La crise culturelle qui frappe la France et non l’Espagne y produit tout ensemble une demande autoritaire et une panique ethno-nationalistes. Mais, ce que nous montre la crise de 1939 est justement aussi que les flux de réfugiés ne sont pas des flux migratoires comme les autres. Ils n’ont pas un caractère aussi pérenne, ainsi dans le Roussillon de 1952 la présence espagnole se limite à 24 408 individus13.

Notes

1 Jeanne Singer-Kerel, « « Protection » de la main d’œuvre nationale en temps de crise », Revue Européenne des Migrations Internationales, vol. 5, n°2, 1989, pp. 7-27.

2 Cf.

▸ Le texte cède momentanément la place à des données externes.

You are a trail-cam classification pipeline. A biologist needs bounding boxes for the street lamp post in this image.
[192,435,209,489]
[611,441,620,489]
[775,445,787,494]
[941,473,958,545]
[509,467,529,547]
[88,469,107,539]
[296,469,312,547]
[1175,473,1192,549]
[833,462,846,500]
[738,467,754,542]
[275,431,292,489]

Gérard Noiriel, État, nation et immigration, Paris, Gallimard, 2005 et Olivier Clochard, Yvan Gastaut et Ralph Schor, « Les Camps d’étrangers depuis 1938 : continuité et adaptations », Revue européenne des migrations internationales, vol. 20, n° 2, 2004, pp. 57-87.

3 ADPO, 1287 W 1, lettre du ministre de la Défense aux généraux commandant les 16e et 17e régions militaires, 29 mai 1938 ; idem, plans des futurs camps, avril 1938.

4 ADPO, 31W274, rapport du Préfet des Pyrénées-Orientales au ministre de l’Intérieur, 6 mars 1939, p. 2.

5 ADPO, 1MM661, délibération transmise au préfet, 27 août 1939.

6Emmanuel Filhol, « L’indifférence collective au sort des Tsiganes internés dans les camps français, 1940-1946 », in Guerres mondiales et conflits contemporains, n° 226, 2007, pp. 69-82

7CNCDH, La Lutte contre le racisme, l’antisémitisme et la xénophobie. Année 2013, La Documentation française, Paris, 2014.

8Après avoir obtenu 2.1% des voix aux européennes de 1979, Fuerza Nueva s’écroule à 0.5% dès 1982.

9 Moreno Feliu, « La Herencia desgraciada: racismo y heterofobia en Europa », Estudios Sociológicos, vol. 12, n°34, 1994, p. 54.

10Xavier Casals, « La Plataforma per Catalunya : la eclosión de un nacional-populismo catalán », Working Papers, n°274, Institut de Ciènces Politiques i Socials, Barcelona, 2009.

11Jérôme Fourquet, « Les Européens face à la crise des migrants », IFOP, 2015.

12 Jérôme Fourquet, «L’attirance des Français pour un gouvernement technocratique ou autoritaire », IFOP, 2015.

13 ADPO, 94W120, ministère de l’Intérieur, Direction Générale de la Sûreté Nationale, Direction des Renseignements Généraux, 6ème Section, Les Espagnols en France, août 1952, 159 p.